Whitney Bank Louisiana said Monday that it deactivated 7,100 debit cards over the weekend after discovering that ATMs at some of its branches had skimmers — devices that capture debit card and personal identification numbers — attached to them.

The bank detected unauthorized activity at several ATMs on Saturday evening involving customers’ debit cards, according to a news release. The bank contacted law enforcement agencies and examined all of its ATMs, removing any illegal devices, according to the release.

Customers in Baton Rouge, New Orleans, Jefferson Parish and St. Tammany Parish were affected, but Whitney spokesman Paul Maxwell stressed that the incident is part of a broader scheme along the Interstate 10 corridor. Theoretically, any customer using a Whitney Bank debit card at any ATM fitted with a skimming device could be victimized, he said.

“That’s why we reissued cards, regardless of whether we saw immediate signs of fraud,’’ Maxwell said in an email.

The bank assumes responsibility and customers won’t incur any losses, the news release said. Whitney is directly notifying customers who were affected.

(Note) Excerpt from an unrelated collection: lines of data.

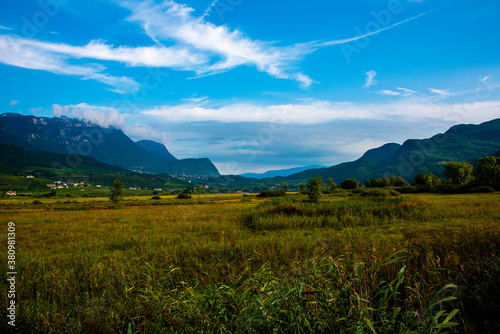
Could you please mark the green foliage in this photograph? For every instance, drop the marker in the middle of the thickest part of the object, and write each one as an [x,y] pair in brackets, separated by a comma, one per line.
[486,304]
[272,193]
[379,193]
[459,172]
[350,184]
[116,192]
[332,186]
[183,196]
[386,182]
[315,187]
[488,172]
[199,190]
[428,180]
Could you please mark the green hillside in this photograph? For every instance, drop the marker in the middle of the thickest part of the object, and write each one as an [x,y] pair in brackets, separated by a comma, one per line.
[459,143]
[17,163]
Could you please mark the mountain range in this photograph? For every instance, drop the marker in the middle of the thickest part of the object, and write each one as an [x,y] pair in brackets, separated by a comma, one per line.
[464,142]
[280,172]
[109,145]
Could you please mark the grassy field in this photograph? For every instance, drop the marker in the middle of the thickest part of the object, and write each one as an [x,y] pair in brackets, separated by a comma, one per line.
[242,264]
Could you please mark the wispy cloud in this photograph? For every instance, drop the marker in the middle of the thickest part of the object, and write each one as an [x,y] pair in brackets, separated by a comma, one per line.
[388,92]
[193,45]
[442,92]
[99,115]
[23,53]
[312,112]
[225,48]
[370,79]
[399,92]
[209,9]
[353,39]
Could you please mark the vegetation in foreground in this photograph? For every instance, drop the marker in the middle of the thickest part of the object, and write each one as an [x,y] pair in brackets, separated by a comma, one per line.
[376,263]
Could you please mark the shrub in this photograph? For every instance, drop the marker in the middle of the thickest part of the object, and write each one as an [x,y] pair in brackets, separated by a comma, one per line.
[483,189]
[272,193]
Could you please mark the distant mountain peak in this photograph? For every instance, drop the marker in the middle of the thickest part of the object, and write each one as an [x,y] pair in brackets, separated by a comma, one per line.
[381,153]
[106,144]
[156,148]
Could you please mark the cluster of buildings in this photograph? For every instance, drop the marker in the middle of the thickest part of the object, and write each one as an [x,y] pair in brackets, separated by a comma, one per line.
[65,185]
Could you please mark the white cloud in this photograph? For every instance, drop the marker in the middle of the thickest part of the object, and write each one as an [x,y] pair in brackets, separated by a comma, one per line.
[226,48]
[194,45]
[400,92]
[388,92]
[370,79]
[24,53]
[319,111]
[58,110]
[35,110]
[406,90]
[442,92]
[102,116]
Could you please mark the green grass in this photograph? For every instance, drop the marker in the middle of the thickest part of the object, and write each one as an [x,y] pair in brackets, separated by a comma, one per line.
[228,263]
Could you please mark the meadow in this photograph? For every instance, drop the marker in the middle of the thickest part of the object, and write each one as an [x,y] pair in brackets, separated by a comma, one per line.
[416,263]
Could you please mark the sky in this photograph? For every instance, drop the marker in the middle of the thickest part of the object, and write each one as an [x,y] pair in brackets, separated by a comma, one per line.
[255,85]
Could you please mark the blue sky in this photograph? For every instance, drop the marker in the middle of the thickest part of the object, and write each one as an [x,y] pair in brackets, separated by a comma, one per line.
[255,85]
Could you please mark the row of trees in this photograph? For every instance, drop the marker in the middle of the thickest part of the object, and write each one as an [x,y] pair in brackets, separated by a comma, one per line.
[487,173]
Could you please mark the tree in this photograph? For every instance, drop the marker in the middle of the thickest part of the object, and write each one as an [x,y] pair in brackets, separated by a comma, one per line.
[399,182]
[116,192]
[350,184]
[331,185]
[459,172]
[199,190]
[488,172]
[315,185]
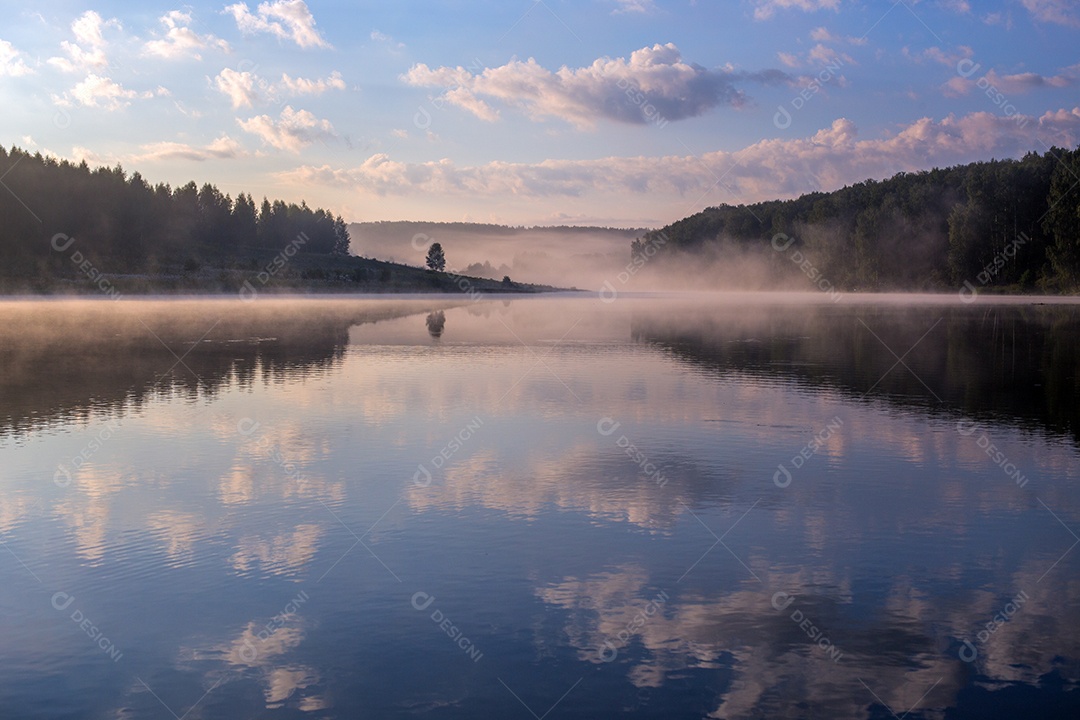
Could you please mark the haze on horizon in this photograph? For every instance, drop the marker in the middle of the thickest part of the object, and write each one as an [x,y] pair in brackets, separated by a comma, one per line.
[609,112]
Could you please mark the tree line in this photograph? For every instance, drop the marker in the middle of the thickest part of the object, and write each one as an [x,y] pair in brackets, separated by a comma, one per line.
[124,225]
[1007,223]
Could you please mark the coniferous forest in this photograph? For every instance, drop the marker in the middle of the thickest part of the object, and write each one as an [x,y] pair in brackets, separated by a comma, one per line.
[55,211]
[1011,225]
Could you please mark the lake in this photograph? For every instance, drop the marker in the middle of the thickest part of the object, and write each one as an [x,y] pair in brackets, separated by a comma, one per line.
[660,506]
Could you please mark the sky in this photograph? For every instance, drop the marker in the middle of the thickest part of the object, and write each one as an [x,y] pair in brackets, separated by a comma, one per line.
[611,112]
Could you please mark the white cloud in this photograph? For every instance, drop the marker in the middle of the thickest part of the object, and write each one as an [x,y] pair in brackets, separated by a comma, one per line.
[98,92]
[88,53]
[1057,12]
[180,40]
[790,59]
[304,86]
[245,89]
[770,168]
[223,148]
[634,7]
[822,35]
[948,58]
[1014,84]
[296,22]
[767,9]
[386,39]
[653,82]
[825,55]
[11,64]
[293,131]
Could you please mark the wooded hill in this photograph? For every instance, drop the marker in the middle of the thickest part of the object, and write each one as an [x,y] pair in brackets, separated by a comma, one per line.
[68,228]
[1003,223]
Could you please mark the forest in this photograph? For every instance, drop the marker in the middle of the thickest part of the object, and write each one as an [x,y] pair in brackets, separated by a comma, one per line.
[55,212]
[1001,225]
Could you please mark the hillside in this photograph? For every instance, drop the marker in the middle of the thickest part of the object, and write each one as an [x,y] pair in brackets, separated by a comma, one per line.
[565,256]
[69,229]
[1004,225]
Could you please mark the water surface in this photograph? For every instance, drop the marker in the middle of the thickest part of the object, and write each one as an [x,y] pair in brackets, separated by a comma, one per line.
[673,506]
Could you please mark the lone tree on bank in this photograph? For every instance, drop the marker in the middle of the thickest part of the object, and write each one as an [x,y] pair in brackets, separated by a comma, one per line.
[436,259]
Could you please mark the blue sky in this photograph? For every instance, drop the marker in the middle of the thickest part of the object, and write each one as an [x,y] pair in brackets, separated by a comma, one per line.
[622,112]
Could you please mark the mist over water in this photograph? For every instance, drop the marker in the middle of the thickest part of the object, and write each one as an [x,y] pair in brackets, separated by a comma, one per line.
[678,505]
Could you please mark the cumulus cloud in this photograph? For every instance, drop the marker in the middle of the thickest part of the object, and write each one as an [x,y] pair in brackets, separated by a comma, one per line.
[634,7]
[387,40]
[770,168]
[11,63]
[180,40]
[288,19]
[1057,12]
[825,55]
[88,53]
[242,87]
[1013,84]
[99,92]
[293,131]
[223,148]
[245,89]
[305,86]
[655,81]
[822,35]
[767,9]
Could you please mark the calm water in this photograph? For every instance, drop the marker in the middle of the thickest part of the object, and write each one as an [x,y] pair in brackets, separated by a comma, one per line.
[539,507]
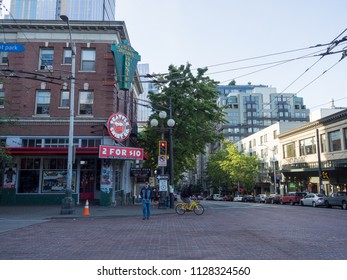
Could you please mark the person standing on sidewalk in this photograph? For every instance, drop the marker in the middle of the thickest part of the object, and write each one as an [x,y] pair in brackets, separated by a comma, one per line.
[146,195]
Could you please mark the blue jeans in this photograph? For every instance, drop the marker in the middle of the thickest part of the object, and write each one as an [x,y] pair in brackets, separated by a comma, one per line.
[146,209]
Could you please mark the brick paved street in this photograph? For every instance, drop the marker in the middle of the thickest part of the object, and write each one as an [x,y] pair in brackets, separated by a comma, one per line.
[238,231]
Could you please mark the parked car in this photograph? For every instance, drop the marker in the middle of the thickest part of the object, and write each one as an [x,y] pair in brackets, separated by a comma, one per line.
[238,198]
[248,198]
[273,199]
[337,199]
[313,199]
[228,197]
[217,197]
[292,198]
[260,198]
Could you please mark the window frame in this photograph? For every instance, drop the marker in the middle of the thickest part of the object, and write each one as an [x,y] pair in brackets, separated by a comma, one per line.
[85,103]
[67,59]
[2,98]
[87,60]
[38,92]
[64,100]
[46,64]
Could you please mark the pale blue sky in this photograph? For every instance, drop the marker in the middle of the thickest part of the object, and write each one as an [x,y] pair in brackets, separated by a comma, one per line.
[206,32]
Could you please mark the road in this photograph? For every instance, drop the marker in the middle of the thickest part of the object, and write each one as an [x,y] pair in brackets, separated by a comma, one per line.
[226,231]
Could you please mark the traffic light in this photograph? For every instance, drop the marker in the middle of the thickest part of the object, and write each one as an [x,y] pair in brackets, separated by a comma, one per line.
[162,148]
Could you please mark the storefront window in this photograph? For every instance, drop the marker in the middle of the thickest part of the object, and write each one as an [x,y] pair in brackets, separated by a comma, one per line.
[54,176]
[88,178]
[334,141]
[29,175]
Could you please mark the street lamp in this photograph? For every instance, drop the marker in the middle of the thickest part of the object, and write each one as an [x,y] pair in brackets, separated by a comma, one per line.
[68,202]
[170,124]
[274,165]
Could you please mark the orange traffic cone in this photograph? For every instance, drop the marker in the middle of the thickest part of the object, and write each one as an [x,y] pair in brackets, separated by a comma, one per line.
[86,209]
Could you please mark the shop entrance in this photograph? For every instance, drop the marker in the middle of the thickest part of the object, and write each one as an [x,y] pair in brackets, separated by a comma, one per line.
[88,178]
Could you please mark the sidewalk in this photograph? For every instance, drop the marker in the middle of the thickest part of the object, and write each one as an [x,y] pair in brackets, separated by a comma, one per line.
[43,212]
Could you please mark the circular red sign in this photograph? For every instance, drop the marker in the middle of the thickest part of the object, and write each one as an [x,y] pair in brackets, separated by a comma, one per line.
[118,126]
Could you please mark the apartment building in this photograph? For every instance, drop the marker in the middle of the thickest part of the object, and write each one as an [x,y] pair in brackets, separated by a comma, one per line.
[251,108]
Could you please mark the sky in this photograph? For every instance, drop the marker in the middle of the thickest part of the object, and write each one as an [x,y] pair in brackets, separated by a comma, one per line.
[268,42]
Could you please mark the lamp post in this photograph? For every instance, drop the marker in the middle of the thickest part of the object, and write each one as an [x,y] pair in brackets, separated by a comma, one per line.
[68,202]
[170,123]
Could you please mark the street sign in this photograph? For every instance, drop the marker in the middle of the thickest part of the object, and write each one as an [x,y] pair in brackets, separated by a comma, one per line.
[11,47]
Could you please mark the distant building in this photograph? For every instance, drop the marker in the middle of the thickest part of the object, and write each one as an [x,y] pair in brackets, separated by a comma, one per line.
[101,10]
[250,108]
[266,145]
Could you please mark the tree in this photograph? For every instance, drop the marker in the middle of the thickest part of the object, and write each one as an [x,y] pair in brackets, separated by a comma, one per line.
[216,176]
[194,110]
[242,169]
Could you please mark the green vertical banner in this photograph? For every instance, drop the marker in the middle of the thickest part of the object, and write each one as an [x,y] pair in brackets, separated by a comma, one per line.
[125,61]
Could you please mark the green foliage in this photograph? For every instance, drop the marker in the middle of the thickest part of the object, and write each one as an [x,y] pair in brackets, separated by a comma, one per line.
[194,111]
[216,176]
[240,168]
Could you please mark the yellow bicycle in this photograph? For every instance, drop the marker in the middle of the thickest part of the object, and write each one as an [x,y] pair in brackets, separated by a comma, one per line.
[182,207]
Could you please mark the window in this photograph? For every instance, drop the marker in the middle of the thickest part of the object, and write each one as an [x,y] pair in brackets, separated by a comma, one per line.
[4,58]
[67,56]
[43,99]
[46,59]
[88,60]
[31,142]
[54,175]
[307,146]
[289,150]
[85,104]
[29,175]
[2,98]
[334,141]
[64,99]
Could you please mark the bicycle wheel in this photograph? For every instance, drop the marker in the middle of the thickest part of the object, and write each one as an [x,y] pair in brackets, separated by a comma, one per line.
[198,209]
[180,208]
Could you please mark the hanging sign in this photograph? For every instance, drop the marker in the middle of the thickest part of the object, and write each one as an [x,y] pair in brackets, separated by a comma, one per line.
[118,126]
[125,61]
[120,152]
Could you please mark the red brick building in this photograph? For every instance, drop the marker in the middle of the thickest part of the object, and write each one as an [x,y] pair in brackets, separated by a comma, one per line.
[34,103]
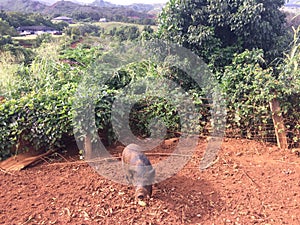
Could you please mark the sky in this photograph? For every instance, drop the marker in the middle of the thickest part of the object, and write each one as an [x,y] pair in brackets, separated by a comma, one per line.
[127,2]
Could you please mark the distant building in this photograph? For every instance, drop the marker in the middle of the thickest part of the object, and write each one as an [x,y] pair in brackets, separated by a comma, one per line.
[62,19]
[103,20]
[25,30]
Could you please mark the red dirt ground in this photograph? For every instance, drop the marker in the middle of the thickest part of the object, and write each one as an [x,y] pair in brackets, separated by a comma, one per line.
[251,183]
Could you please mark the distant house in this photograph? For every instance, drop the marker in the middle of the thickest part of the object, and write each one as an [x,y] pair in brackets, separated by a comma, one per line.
[62,19]
[36,30]
[103,20]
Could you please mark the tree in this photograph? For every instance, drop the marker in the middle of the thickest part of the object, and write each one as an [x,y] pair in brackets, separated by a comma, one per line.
[216,29]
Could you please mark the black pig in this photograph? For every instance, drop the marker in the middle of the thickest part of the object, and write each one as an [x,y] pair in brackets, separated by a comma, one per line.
[139,171]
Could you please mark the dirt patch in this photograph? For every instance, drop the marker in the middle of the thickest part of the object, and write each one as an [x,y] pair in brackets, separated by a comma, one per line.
[251,183]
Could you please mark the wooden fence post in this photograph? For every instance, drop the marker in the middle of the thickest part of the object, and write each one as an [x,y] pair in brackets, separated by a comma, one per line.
[278,124]
[88,147]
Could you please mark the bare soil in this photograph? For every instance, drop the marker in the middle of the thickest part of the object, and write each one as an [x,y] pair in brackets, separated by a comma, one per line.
[251,183]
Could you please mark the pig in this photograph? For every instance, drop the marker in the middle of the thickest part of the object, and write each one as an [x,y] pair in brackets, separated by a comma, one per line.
[138,171]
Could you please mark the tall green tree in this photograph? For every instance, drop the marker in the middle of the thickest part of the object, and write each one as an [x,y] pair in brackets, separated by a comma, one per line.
[216,29]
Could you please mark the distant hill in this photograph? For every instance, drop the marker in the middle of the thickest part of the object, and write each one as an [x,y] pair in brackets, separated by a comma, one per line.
[69,6]
[102,3]
[293,3]
[22,5]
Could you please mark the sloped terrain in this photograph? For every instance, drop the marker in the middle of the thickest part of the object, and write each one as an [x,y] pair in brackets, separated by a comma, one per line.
[251,183]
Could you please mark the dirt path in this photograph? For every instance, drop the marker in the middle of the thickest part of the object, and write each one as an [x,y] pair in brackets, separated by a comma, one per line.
[250,184]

Abita Springs resident Kace Nielsen is one Whitney customer who was affected by the fraud, which he discovered Sunday morning when looking at his account. He noticed an ATM withdrawal for $502.50 made from Slidell.

The $2.50 was an ATM fee.

“I hadn’t been to Slidell in over a year,’’ he said.

Nielsen, who is a firefighter in Hammond, said one of his co-workers also was hit and lost nearly $2,000.

Nielsen immediately canceled his card and called the bank first thing Monday morning. By Monday afternoon, the missing money had been replaced, he said.

The U.S. Secret Service is investigating a number of cases of ATM thefts in major cities along the Interstate 10 corridor, Nick Manale of the State Police confirmed Monday.

Skimmers are devices that can read numbers from ATM cards. Whitney described the device as a plastic mold and metal plate attached to ATM card receptors that capture card numbers and personal identification numbers.

The incident is not a breach of its system, Whitney said, adding that this type of fraud doesn’t compromise customers’ bank account information. It’s used to get debit card numbers and cash.

Whitney deactivated and reissued cards as a precaution, according to the bank, and is monitoring ATMs and ATM transactions in Louisiana for attempted fraud.

As an added measure to protect customers, the bank has initiated additional ATM security in Texas, Mississippi, Alabama and Florida.

The Secret Service suspects the fraud is the work of a group of people, Manale said. Members of the public should keep an eye on their banks accounts, going back as long as one or two months, he said, and if they suspect fraudulent activity, call their banking institution and local law enforcement agency.